In definitiva, Nole e Roger corrono come lepri, picchiano come fabbri, e risolvono gli eventuali problemi l’uno affidandosi alla tenuta fisica e al ritmo, l’altro cercando maggiori variazioni in avanti. Ed ecco Murray spazzato via a pallate, così come Raonic mandato al manicomio con lo slice. Il serbo meglio (molto) di rovescio, lo svizzero meglio (relativamente) al servizio e meglio (molto) al volo, l’unico vero “buco” tecnico di Nole. E quando l’equilibrio è così sottile, il piccolo margine soprattutto atletico che ha Djokovic, sei anni più giovane, costringe Federer all’esasperazione dell’aggressività e dei rischi in attacco, e a quel punto può capitare di tutto: finchè il Roger in fase “attacco totale” mantiene percentuali accettabili, è in grado di travolgere sia Nole sia chiunque altro, e spesso lo fa, se invece scende anche di poco uno come Djokovic lo intrappola, fino a soffocarlo, con l’ossessiva pressione da fondocampo. Ieri abbiamo assistito a entrambe le situazioni, alternate, e risoltesi alla fine a favore di Nole: sono però convinto che ci saranno altre gustose rivincite in questa stagione, rese ancora più interessanti dal variare delle superfici. Prima di ritrovarci nuovamente sul cemento americano quest’estate, mi piacerebbe davvero assistere a un paio di Federer-Djokovic su terra e su erba, perchè lo spettacolo sarebbe assicurato. Fenomeni.
One-Handed Backhand Appreciation Corner
Niente da fare, il Sith di Gomma Darth Nole ha confermato quanto potente sia il Lato Oscuro in lui. Ma oltre che potente, esso è anche facile e seducente, e rischia di dominare il suo destino per sempre, fino a consumare la sua tormentata anima votata al culto della Barbarie Bimane: dovrà stare attento, il Guerriero Nero, molto attento.
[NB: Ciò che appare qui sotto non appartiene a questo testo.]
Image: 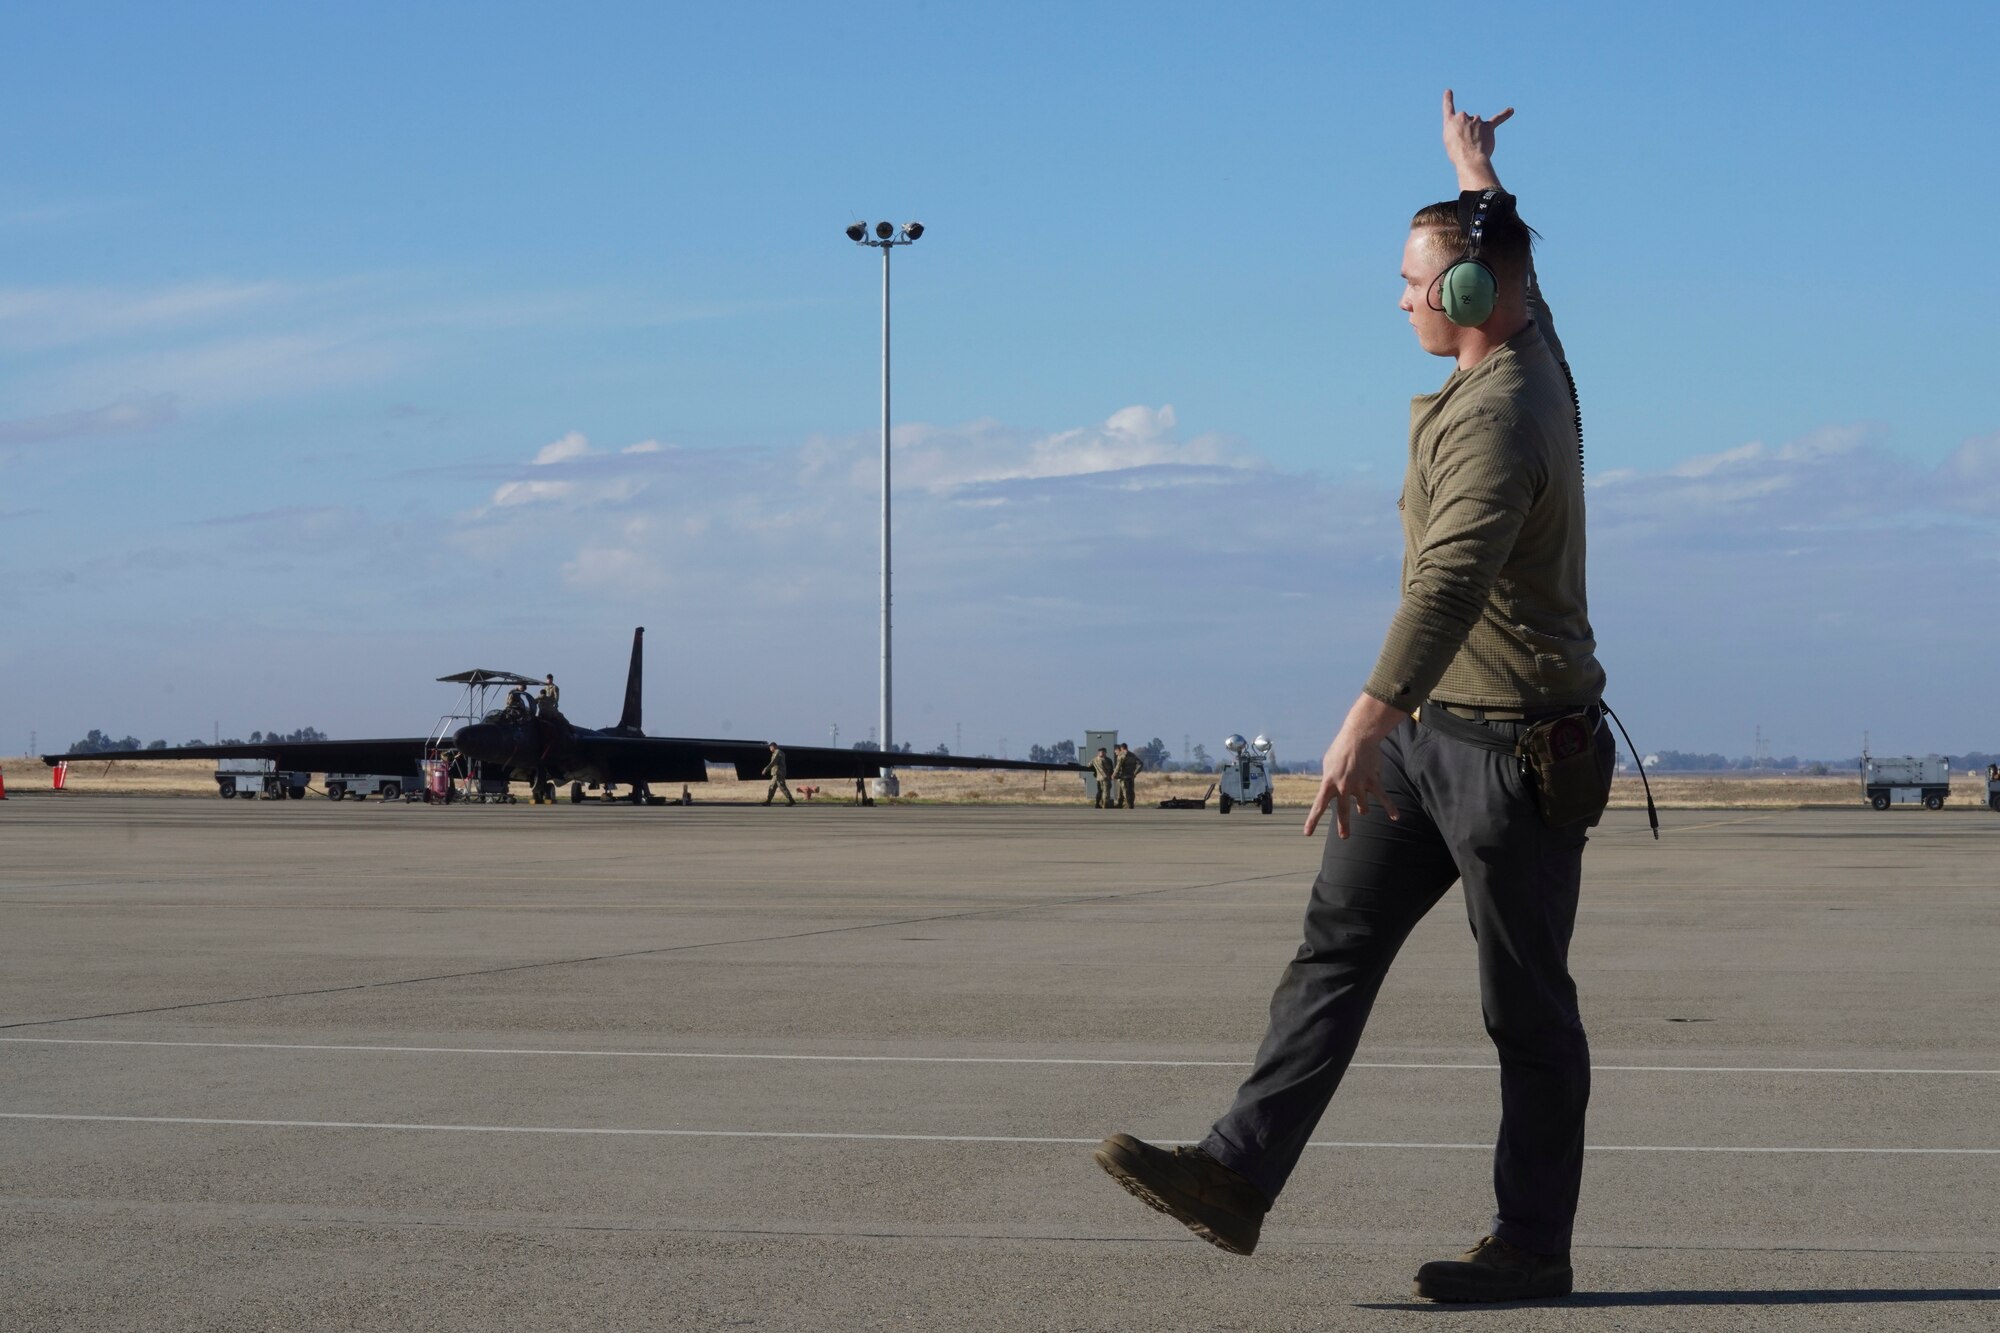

Perchè l’abbagliante bellezza di un finale del rovescio a una mano, che accompagna e dirige un imprendibile lungolinea in corsa, sarà sempre in grado di smuovere i cuori degli spettatori, dovunque e comunque si svolga la Battaglia, e il commovente tifo tributato ieri al Vecchio Jedi sconfitto ne è la dimostrazione. Tra un Cavaliere della Luce e un Seguace del Buio la differenza è chiara, ed è il motivo della nostra lotta, e della resistenza disperata che opponiamo e opporremo, fino alla fine, all’assedio delle Nemesi Bimani, dovesse pure restare uno solo di noi contro la Galassia intera.